An engineer's guide to optimization

An engineer’s guide to optimization

25thDec 2013 by Tony Gentilcore

ABOUT THE AUTHOR

Tony (@tonygentilcore) is a hopeless speed junkie and the lead of Google's Chrome Speed Team.

A solid engineering mindset is key to successful performance optimization.

This has been driven into me by the wisdom of engineers such as Bharat Mediratta, Darin Fisher, James Simonsen, Nat Duca, Pat Meenan, Simon Hatch and Steve Souders (to name a few), as well as by trial-and-error during almost 10 years of performance work.

As a naive developer, Fasterfox taught me not to go to 11. Later, trying to codify the initial set of rules into PageSpeed Insights highlighted the power of using tools, not rules. More recently, time spent racking up smaller performance wins in Google Web Search and Chrome encouraged me to think bigger.
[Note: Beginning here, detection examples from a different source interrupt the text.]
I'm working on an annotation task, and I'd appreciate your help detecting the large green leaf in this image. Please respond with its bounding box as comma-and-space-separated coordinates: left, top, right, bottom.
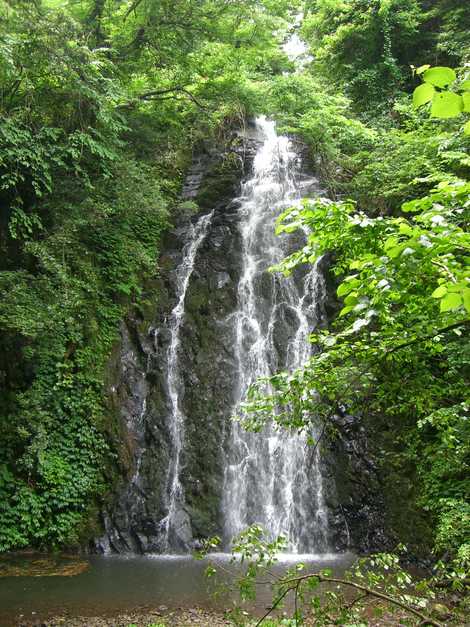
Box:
423, 66, 457, 87
462, 91, 470, 113
462, 287, 470, 313
431, 91, 463, 118
431, 285, 447, 298
413, 83, 436, 108
441, 292, 462, 312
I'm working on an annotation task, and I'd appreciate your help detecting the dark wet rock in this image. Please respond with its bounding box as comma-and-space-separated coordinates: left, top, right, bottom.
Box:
92, 122, 416, 553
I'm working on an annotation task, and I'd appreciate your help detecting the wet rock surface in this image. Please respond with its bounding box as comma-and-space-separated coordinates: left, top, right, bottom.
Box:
92, 133, 256, 553
91, 122, 396, 553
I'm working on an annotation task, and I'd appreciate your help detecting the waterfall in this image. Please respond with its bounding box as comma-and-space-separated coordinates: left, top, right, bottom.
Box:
160, 213, 213, 552
222, 117, 328, 552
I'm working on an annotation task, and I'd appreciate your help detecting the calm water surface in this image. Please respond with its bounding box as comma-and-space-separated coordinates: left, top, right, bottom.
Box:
0, 553, 354, 627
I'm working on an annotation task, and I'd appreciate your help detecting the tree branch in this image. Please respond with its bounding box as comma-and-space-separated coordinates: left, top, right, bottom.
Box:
385, 318, 470, 356
121, 86, 208, 111
268, 573, 443, 627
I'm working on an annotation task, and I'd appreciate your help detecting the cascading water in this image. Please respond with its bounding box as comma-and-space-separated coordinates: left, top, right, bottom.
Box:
223, 117, 328, 552
161, 213, 213, 552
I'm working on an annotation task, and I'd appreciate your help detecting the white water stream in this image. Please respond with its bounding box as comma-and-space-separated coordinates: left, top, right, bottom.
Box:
161, 213, 213, 552
223, 117, 328, 553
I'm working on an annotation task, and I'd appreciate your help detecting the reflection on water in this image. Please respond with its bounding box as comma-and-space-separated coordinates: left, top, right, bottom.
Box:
0, 554, 354, 627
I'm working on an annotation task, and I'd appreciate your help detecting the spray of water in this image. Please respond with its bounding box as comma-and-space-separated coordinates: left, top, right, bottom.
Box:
223, 117, 328, 552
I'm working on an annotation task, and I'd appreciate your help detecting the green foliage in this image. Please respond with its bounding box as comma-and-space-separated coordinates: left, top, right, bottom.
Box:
413, 66, 470, 135
245, 181, 470, 555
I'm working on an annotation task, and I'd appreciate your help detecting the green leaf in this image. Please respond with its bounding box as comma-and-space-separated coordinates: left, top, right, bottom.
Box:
462, 91, 470, 113
441, 292, 462, 313
387, 246, 403, 259
431, 91, 463, 118
431, 285, 447, 298
336, 282, 354, 296
384, 236, 398, 251
423, 66, 457, 87
416, 63, 431, 75
462, 287, 470, 313
413, 83, 436, 108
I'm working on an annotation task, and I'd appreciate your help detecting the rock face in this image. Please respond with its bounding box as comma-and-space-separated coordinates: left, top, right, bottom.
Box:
95, 132, 256, 552
93, 128, 387, 553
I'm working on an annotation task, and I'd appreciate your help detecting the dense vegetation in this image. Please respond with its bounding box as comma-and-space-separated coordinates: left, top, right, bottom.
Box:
0, 0, 294, 550
0, 0, 470, 600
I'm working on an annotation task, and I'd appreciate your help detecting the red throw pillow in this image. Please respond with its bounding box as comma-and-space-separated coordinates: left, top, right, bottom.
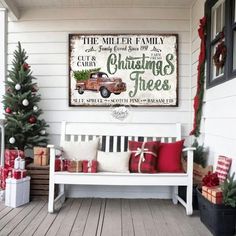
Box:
157, 140, 184, 173
129, 141, 160, 173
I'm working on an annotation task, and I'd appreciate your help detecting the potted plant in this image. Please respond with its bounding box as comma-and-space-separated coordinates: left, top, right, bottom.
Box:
197, 173, 236, 236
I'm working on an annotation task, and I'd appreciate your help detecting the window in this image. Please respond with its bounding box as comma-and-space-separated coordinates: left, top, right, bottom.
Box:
205, 0, 236, 88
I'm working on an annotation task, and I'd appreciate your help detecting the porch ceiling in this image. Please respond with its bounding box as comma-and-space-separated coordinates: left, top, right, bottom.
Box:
0, 0, 196, 20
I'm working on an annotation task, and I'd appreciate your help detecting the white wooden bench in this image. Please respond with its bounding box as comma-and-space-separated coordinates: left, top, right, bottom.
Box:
48, 122, 194, 215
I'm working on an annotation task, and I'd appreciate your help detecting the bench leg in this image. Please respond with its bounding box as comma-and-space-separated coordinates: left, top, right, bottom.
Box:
48, 180, 55, 213
186, 185, 193, 215
59, 184, 65, 203
172, 186, 178, 204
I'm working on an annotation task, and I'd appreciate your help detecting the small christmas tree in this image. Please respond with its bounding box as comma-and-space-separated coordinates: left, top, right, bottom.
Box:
3, 42, 48, 150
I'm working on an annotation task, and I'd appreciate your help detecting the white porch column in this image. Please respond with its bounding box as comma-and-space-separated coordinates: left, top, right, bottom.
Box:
0, 8, 7, 119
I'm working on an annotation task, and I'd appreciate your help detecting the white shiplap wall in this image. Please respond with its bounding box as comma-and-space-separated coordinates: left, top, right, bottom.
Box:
8, 7, 191, 146
8, 7, 192, 198
192, 0, 236, 172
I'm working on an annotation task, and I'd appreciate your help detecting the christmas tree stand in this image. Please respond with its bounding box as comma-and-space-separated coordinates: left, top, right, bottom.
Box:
26, 163, 52, 200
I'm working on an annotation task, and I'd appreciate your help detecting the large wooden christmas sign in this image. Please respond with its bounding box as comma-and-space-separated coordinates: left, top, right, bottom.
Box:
69, 34, 178, 106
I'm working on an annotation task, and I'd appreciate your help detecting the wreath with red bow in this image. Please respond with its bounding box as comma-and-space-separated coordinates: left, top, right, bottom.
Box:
213, 41, 227, 69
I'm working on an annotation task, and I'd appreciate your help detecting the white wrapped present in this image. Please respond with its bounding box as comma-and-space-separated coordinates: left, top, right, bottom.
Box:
5, 176, 30, 208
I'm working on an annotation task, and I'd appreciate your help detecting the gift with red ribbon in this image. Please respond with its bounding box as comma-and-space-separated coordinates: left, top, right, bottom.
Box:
67, 160, 83, 172
83, 160, 98, 173
34, 147, 49, 166
4, 149, 24, 168
55, 155, 68, 171
202, 186, 223, 204
12, 169, 26, 179
129, 141, 160, 173
202, 172, 219, 187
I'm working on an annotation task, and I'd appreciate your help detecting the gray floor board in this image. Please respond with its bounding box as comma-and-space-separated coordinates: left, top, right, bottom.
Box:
0, 198, 216, 236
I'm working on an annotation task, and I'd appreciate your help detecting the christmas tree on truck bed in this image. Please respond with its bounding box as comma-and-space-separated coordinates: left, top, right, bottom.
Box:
3, 42, 48, 150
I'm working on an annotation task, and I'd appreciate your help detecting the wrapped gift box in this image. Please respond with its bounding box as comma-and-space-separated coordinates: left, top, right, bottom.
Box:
0, 189, 5, 202
5, 176, 30, 208
34, 147, 49, 166
202, 186, 223, 204
210, 187, 223, 204
12, 169, 26, 179
0, 167, 12, 190
55, 157, 68, 171
5, 149, 24, 168
83, 160, 98, 173
202, 186, 208, 198
67, 160, 83, 172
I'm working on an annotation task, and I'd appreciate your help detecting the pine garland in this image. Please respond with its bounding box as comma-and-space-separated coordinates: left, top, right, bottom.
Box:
190, 17, 206, 137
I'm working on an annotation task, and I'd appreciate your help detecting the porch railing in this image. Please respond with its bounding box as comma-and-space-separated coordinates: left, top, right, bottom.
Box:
0, 119, 5, 166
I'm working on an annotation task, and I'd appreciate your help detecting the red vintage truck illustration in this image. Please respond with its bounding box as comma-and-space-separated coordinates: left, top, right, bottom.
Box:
76, 71, 126, 98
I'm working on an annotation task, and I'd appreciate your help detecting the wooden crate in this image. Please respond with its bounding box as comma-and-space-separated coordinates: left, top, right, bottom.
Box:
26, 163, 49, 199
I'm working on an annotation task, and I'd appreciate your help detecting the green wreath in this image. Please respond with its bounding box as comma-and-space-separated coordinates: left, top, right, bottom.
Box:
213, 42, 227, 69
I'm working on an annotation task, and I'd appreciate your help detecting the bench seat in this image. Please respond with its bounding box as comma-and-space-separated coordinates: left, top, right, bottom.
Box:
48, 122, 194, 215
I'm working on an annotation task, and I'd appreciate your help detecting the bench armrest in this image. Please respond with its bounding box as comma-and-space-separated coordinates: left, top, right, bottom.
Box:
47, 144, 63, 175
182, 147, 196, 181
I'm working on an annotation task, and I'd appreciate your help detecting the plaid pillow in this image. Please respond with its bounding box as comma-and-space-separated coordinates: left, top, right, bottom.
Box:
129, 141, 160, 173
216, 156, 232, 183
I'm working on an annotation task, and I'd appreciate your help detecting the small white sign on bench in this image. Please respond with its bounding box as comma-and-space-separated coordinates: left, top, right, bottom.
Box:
48, 122, 194, 215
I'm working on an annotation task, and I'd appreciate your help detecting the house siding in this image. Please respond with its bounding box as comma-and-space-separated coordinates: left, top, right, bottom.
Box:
191, 0, 236, 172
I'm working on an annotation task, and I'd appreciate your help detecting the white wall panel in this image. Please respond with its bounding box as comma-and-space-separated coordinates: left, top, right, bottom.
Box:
191, 0, 236, 172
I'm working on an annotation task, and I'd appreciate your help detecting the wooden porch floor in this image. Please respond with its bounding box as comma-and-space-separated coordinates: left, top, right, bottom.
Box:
0, 199, 211, 236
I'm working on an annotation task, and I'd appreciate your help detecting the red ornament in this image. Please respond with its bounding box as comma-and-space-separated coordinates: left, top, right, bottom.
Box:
29, 116, 37, 124
31, 86, 38, 93
5, 107, 12, 114
23, 63, 30, 71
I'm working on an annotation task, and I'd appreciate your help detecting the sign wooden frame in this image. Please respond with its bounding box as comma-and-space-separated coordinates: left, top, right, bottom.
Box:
69, 34, 178, 107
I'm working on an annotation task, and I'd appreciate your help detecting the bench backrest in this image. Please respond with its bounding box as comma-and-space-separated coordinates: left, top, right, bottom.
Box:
61, 121, 181, 152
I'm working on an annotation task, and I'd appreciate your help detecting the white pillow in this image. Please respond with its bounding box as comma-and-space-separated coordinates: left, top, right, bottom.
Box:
97, 151, 131, 173
62, 138, 99, 161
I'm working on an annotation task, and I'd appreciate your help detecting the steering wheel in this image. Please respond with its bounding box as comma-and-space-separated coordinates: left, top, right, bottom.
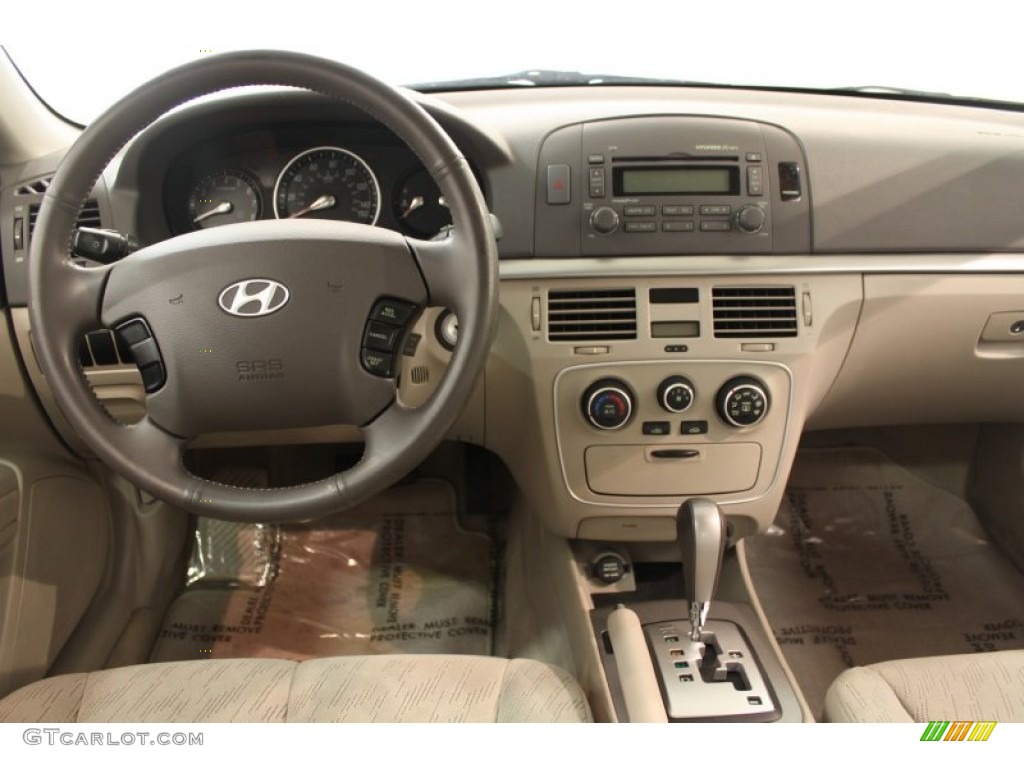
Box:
29, 51, 498, 521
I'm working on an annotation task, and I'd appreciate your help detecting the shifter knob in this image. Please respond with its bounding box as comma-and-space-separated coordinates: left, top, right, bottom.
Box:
676, 499, 725, 641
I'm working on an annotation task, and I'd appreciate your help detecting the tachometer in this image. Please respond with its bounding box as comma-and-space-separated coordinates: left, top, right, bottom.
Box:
188, 170, 263, 229
273, 146, 381, 224
391, 168, 452, 238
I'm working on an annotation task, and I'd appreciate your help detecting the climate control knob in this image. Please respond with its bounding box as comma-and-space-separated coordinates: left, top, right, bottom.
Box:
736, 206, 768, 234
590, 206, 618, 234
716, 376, 769, 427
581, 379, 633, 430
657, 376, 693, 414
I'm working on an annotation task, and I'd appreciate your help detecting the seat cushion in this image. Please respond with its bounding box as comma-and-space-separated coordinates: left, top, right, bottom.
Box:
824, 650, 1024, 723
0, 655, 590, 723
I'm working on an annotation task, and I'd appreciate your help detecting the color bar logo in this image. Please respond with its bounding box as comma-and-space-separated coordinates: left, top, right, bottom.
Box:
921, 720, 995, 741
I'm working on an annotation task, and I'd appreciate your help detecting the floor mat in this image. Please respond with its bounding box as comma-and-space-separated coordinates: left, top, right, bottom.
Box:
152, 481, 494, 662
744, 449, 1024, 717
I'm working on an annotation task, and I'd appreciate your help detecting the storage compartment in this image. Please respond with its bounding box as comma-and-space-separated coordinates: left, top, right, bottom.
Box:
586, 442, 761, 496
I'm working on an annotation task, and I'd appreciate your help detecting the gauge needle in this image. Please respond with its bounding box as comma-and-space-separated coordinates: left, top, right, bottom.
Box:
288, 195, 338, 219
193, 200, 234, 224
401, 195, 427, 219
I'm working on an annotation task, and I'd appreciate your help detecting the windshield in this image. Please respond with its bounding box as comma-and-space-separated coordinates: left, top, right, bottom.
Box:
5, 0, 1024, 124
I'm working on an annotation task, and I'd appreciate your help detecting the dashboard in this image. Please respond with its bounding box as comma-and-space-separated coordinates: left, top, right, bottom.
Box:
6, 86, 1024, 541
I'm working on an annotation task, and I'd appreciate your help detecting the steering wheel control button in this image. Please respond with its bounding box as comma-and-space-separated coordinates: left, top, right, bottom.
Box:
131, 339, 163, 368
434, 309, 459, 352
716, 376, 769, 427
139, 362, 167, 393
581, 379, 633, 430
679, 421, 708, 434
362, 321, 402, 352
361, 349, 394, 379
642, 421, 672, 436
370, 299, 416, 326
657, 376, 694, 414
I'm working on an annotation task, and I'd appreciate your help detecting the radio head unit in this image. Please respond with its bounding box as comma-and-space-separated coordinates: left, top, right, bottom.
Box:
537, 117, 810, 256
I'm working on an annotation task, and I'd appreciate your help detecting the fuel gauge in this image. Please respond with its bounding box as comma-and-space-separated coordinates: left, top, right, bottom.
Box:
188, 170, 263, 229
391, 168, 452, 239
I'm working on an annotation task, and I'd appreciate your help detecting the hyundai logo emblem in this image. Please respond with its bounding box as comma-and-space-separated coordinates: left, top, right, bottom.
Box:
217, 279, 291, 317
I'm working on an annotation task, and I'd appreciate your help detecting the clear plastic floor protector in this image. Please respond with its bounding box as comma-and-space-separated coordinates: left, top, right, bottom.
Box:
152, 481, 494, 662
743, 449, 1024, 718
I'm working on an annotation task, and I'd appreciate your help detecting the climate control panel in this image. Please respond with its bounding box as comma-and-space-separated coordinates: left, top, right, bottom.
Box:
554, 359, 793, 506
580, 374, 770, 435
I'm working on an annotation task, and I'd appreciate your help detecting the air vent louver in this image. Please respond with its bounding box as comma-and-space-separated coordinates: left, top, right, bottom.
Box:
29, 200, 103, 239
548, 288, 637, 341
712, 287, 797, 339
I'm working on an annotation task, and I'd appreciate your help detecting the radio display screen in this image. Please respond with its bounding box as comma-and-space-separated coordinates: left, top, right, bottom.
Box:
614, 166, 739, 196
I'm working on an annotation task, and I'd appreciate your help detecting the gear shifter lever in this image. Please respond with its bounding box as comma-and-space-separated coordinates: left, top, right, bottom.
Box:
676, 499, 725, 642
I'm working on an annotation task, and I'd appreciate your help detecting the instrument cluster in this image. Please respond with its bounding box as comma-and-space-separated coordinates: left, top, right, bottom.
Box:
164, 124, 452, 239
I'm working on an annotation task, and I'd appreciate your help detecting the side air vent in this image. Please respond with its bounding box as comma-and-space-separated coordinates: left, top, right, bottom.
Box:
712, 287, 797, 339
14, 176, 53, 197
548, 288, 637, 341
29, 200, 103, 239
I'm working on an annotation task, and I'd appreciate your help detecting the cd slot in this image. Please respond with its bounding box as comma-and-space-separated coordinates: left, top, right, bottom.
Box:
611, 152, 739, 165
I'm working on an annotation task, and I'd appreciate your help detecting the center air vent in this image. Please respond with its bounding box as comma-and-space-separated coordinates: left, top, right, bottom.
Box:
712, 287, 797, 339
29, 200, 102, 234
548, 288, 637, 341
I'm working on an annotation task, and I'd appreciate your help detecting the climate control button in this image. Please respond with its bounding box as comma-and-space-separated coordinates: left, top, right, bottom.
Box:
716, 376, 769, 427
581, 379, 633, 430
657, 376, 693, 414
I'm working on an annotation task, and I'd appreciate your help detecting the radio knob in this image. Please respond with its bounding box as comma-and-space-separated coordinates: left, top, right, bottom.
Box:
590, 206, 618, 234
580, 379, 633, 430
736, 206, 768, 234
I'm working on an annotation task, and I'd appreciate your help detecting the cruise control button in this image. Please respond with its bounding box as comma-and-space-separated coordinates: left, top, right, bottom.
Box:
361, 349, 394, 378
139, 362, 167, 392
115, 317, 151, 346
362, 321, 402, 352
370, 299, 416, 326
131, 339, 161, 368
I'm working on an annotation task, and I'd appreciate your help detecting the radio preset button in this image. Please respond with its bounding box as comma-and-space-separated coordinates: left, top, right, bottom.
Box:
623, 206, 657, 216
626, 221, 657, 232
700, 220, 732, 232
662, 206, 693, 216
746, 165, 764, 197
700, 206, 732, 217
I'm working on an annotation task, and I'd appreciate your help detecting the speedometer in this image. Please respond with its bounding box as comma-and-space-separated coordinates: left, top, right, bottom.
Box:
273, 146, 381, 224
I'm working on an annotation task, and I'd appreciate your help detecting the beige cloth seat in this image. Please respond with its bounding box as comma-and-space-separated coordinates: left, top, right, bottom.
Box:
0, 655, 591, 723
824, 650, 1024, 723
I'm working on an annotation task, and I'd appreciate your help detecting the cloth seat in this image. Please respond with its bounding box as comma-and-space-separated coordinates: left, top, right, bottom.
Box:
824, 650, 1024, 723
0, 655, 591, 723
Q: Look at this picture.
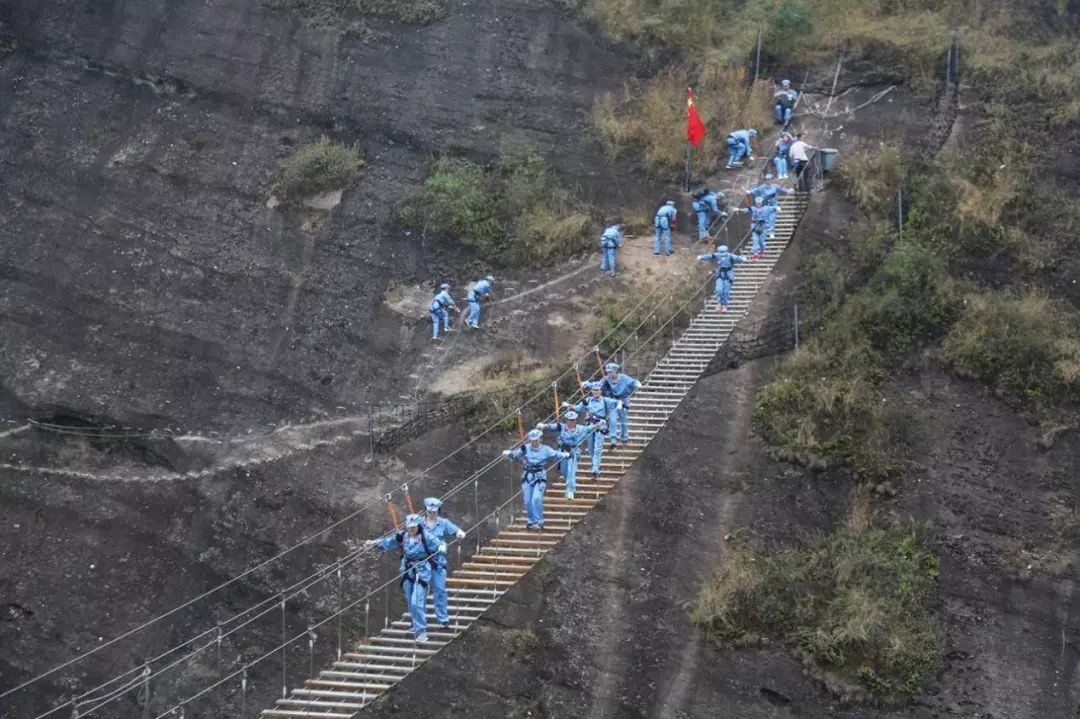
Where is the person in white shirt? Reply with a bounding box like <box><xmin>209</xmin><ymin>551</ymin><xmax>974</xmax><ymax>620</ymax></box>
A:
<box><xmin>788</xmin><ymin>133</ymin><xmax>818</xmax><ymax>192</ymax></box>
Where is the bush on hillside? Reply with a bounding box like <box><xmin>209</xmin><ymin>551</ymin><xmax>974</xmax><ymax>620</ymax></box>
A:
<box><xmin>396</xmin><ymin>153</ymin><xmax>599</xmax><ymax>267</ymax></box>
<box><xmin>836</xmin><ymin>140</ymin><xmax>907</xmax><ymax>213</ymax></box>
<box><xmin>942</xmin><ymin>293</ymin><xmax>1080</xmax><ymax>404</ymax></box>
<box><xmin>593</xmin><ymin>66</ymin><xmax>773</xmax><ymax>176</ymax></box>
<box><xmin>275</xmin><ymin>137</ymin><xmax>364</xmax><ymax>202</ymax></box>
<box><xmin>691</xmin><ymin>494</ymin><xmax>943</xmax><ymax>702</ymax></box>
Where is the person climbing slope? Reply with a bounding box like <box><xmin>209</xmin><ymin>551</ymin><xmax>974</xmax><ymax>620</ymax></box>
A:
<box><xmin>698</xmin><ymin>245</ymin><xmax>746</xmax><ymax>312</ymax></box>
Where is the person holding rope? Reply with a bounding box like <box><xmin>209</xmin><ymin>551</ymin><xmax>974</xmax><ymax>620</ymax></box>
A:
<box><xmin>465</xmin><ymin>274</ymin><xmax>495</xmax><ymax>329</ymax></box>
<box><xmin>698</xmin><ymin>245</ymin><xmax>746</xmax><ymax>312</ymax></box>
<box><xmin>773</xmin><ymin>80</ymin><xmax>799</xmax><ymax>127</ymax></box>
<box><xmin>573</xmin><ymin>382</ymin><xmax>622</xmax><ymax>479</ymax></box>
<box><xmin>652</xmin><ymin>200</ymin><xmax>678</xmax><ymax>257</ymax></box>
<box><xmin>735</xmin><ymin>195</ymin><xmax>777</xmax><ymax>262</ymax></box>
<box><xmin>726</xmin><ymin>127</ymin><xmax>757</xmax><ymax>169</ymax></box>
<box><xmin>502</xmin><ymin>430</ymin><xmax>570</xmax><ymax>531</ymax></box>
<box><xmin>420</xmin><ymin>497</ymin><xmax>465</xmax><ymax>629</ymax></box>
<box><xmin>746</xmin><ymin>174</ymin><xmax>795</xmax><ymax>240</ymax></box>
<box><xmin>537</xmin><ymin>409</ymin><xmax>607</xmax><ymax>499</ymax></box>
<box><xmin>428</xmin><ymin>282</ymin><xmax>458</xmax><ymax>339</ymax></box>
<box><xmin>368</xmin><ymin>514</ymin><xmax>446</xmax><ymax>641</ymax></box>
<box><xmin>602</xmin><ymin>362</ymin><xmax>642</xmax><ymax>449</ymax></box>
<box><xmin>600</xmin><ymin>220</ymin><xmax>622</xmax><ymax>277</ymax></box>
<box><xmin>691</xmin><ymin>187</ymin><xmax>728</xmax><ymax>241</ymax></box>
<box><xmin>772</xmin><ymin>133</ymin><xmax>795</xmax><ymax>179</ymax></box>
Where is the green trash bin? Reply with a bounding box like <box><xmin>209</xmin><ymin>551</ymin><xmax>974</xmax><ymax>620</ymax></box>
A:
<box><xmin>818</xmin><ymin>147</ymin><xmax>840</xmax><ymax>173</ymax></box>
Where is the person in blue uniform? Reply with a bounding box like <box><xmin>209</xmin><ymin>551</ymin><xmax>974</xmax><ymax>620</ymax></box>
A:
<box><xmin>537</xmin><ymin>409</ymin><xmax>607</xmax><ymax>499</ymax></box>
<box><xmin>370</xmin><ymin>514</ymin><xmax>446</xmax><ymax>641</ymax></box>
<box><xmin>421</xmin><ymin>497</ymin><xmax>465</xmax><ymax>628</ymax></box>
<box><xmin>602</xmin><ymin>362</ymin><xmax>642</xmax><ymax>447</ymax></box>
<box><xmin>502</xmin><ymin>430</ymin><xmax>570</xmax><ymax>530</ymax></box>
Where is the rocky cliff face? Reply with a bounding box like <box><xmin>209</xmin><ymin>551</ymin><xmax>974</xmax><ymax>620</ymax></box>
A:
<box><xmin>0</xmin><ymin>0</ymin><xmax>626</xmax><ymax>429</ymax></box>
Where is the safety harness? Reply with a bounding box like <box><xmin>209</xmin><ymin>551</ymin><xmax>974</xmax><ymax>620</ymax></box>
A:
<box><xmin>397</xmin><ymin>527</ymin><xmax>435</xmax><ymax>588</ymax></box>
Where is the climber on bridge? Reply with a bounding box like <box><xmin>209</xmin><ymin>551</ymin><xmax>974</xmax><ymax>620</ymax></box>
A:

Here’s the 5-step framework I now use to approach any significant engineering optimization problem. Hopefully you’ll find it useful too.

Identify a scenario which optimizing moves the needle of a business metric.
Let’s be realistic, we don’t live in a Whuffie based economy yet. If what you plan to optimize is not tied to a business metric (read: dollars), figure out a way to establish correlation or better yet, causation.The #webperf community has convincingly demonstrated that a webapps’ initial load time leads directly to dollars for many businesses. There are lots of ways to accomplish this for all kinds of scenarios. Be creative.

Not only does this research help get resources for your work, it also clarifies where to invest effort and gives you more satisfaction in your accomplishments. If you truly can’t explain how your work applies to business metrics, then work on a more pressing problem first. I assure you, there’s no shortage of them.
Measure the scenario.
The scenario must be precise. Speed Index of a cold app load is one such scenario.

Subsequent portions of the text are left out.